A word, in oral language, is either a significant simple sound, or a significant combination of sounds. In written language, it may be defined to be a simple character, or combination of characters, expressive of significant sounds, simple or compound.

A word of one syllable is called a monosyllable; of two syllables, a dissyllable; a word of three syllables, a trisyllable; and a word of more than three syllables is called a polysyllable. The last term, however, is frequently applied to words exceeding two syllables.

Words are either derivative or primitive.

A primitive is that which is formed from no other word, being itself a root, whence others spring, as angel, spirit, school.

A derivative is that which is derived from some other word, as angelic, spiritual, scholar.

A compound is a word made up of two or more words, as archangel, spiritless, schoolman.
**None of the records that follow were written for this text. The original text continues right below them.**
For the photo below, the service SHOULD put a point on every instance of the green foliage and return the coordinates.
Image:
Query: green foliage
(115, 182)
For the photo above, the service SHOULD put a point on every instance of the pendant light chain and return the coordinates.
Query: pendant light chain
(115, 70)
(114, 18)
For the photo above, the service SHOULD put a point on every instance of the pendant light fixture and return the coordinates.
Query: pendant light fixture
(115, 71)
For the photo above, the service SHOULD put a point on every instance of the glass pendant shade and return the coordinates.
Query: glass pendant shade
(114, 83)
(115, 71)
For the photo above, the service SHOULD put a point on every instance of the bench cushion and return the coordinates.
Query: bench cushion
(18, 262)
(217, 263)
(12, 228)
In examining the character of words as significant of ideas, we find them reducible into classes, or denominations, according to the offices which they severally perform. These classes are generally called parts of speech; and how many of these belong to language has long been a question among philosophers and grammarians. Some have reckoned two, some three, and others four; while the generality have affirmed, that there are not fewer than eight, nine, or ten[7]. This strange diversity of opinion has partly arisen from a propensity to judge of the character of words more from their form, which is a most fallacious criterion, than from their import or signification. One thing appears certain, how much soever the subject may have been obscured by scholastic refinements, that to assign names to objects of thought, and to express their properties and qualities, are the only indispensable requisites in language. If this be admitted, it follows, that the noun and the verb are the only parts of speech which are essentially necessary; the former being the name of the thing of which we speak, and the latter, verb, (or the word, by way of eminence,) expressing what we think of it[8]. All other sorts of words must be regarded as subsidiaries, convenient perhaps for the more easy communication of thought, but by no means indispensably requisite.